Projection and the Porn Addict Factor
Here’s what that means for the 2020 election. If you want to know who people are really going to vote for, ask them about who other people are going to vote for. Take this Monmouth University poll of registered Pennsylvania voters, for instance. It found that Biden appeared to hold a 13-point lead over Trump. It also found that a whopping 57% of those voters believe that there are “secret Trump supporters” waiting in the shadows to emerge in November and cast their ballot for President Trump.
That poll was dated in July of this year, after Marxists took to the streets in droves to burn down Black-owned businesses because Black Lives Matter, so we know it’s accounting for the most recent amplification of the Porn Addict Factor, which means 57% could be a pretty accurate reflection of Trump votes in Pennsylvania.
Compare that with today’s Real Clear Politics average showing Biden up by 7.1% in Pennsylvania and you see just what I’m talking about. The polls upon which the RCP average is based seem to reflect between 4% and 9% of voters who “aren’t sure” who they’ll vote for. The polls also have margins of error that range between 3% and 5%. Add those together and Trump easily gets in the range of 57%.

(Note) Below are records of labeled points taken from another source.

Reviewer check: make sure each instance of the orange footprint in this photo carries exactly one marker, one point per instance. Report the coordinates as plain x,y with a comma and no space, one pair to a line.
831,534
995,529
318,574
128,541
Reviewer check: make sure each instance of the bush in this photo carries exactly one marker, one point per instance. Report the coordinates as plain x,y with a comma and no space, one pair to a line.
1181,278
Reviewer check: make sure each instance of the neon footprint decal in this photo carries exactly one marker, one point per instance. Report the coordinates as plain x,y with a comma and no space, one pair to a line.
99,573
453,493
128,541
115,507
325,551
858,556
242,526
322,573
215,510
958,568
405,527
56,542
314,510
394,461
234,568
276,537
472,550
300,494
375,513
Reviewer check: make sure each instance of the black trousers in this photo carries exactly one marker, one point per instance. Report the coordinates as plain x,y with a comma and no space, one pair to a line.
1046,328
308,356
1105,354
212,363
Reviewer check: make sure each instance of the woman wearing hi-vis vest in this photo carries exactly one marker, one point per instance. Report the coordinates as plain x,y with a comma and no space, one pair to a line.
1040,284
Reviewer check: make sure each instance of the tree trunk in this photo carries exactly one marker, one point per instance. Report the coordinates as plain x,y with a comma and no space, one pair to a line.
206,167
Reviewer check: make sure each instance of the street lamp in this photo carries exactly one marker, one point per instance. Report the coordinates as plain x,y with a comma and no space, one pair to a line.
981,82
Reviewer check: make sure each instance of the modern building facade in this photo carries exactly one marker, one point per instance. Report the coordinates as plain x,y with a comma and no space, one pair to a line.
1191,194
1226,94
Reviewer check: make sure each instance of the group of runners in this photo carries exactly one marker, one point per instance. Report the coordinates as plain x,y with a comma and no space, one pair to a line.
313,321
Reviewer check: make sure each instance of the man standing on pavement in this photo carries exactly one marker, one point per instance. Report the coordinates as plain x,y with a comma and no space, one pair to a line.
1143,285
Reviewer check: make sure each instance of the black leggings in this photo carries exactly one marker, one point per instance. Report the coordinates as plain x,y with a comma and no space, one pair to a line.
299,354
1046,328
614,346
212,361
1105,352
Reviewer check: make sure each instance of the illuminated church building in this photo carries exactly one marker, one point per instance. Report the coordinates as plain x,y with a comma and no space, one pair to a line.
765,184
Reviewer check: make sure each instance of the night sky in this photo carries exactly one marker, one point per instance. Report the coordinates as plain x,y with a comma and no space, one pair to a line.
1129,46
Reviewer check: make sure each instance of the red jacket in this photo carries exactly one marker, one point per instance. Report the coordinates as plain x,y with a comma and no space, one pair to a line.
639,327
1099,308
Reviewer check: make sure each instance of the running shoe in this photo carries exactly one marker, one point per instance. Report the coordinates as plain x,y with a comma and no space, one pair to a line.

Career Politicians and the White Horse Factor
You’ll also note that every one of those polls is a poll of “likely voters,” which brings us back to the White Horse Factor. Every poll’s methodology for identifying these so-called “likely voters” is different, but usually they simply base it on whether or not you’ve voted in any of the past X number of elections. The theory is that if you cared enough to vote in one of the previous elections, you’re likely to care enough to vote this time around.
But what about when the candidate is someone outside the establishment, someone who draws on his status as a household name and promises that he’ll put an end to the establishment about which 55 to 60 percent of Americans are concerned? Well that just throws a wrench in the whole damned equation—the White Horse Factor.
“Likely voters” are the kind of people who will turn out for a guy like Joe Biden, who’s spent 47 years campaigning on the same problems he always promises he’ll fix but never actually does. They’ve been suckered into voting for career politicians just like him before, and they’ll care enough to get off their sofas and do it again.
“Likely voters” are not the kind of people who turn out for a guy like Donald Trump. A guy like Donald Trump—who does more in just four years than Joe Biden has done in 47 (tax cuts, border wall, criminal justice reform, landmark Middle East peace deal, two huge trade deals, ISIS defeated, etc.)—draws out a different kind of voter, people who are disenfranchised with the broken record of the same old politicians running for office over and over again on the same issues that never seem to get fixed, people who are sick of seeing crooks like Hillary Clinton commit crimes the rest of us would do time for and get off scot-free simply because they’re connected to other swamp rats.
The Bottom Line
Bottom Line: I expect President Trump to have a decisive if not a landslide victory next month. While I don’t expect him to pick up solidly blue states no one thinks are in play (like California), I wouldn’t be surprised if he did. Ronald Reagan did it back in 1984, and I see no reason Trump can’t do it again.
And sure, mail-in ballots are the unknown variable everyone’s talking about, but for every vote that Joe Biden picks up from someone who’d otherwise be too unenthused about him to leave their house, Donald Trump will pick up a vote in a riot-plagued, Democrat-controlled city from someone who would otherwise be too scared to leave their home. Absent fraud on a massive scale (the likes of which we’ve never seen and are still not seeing despite heightened awareness and enforcement), mail-in voting is a zero-sum game, in my view.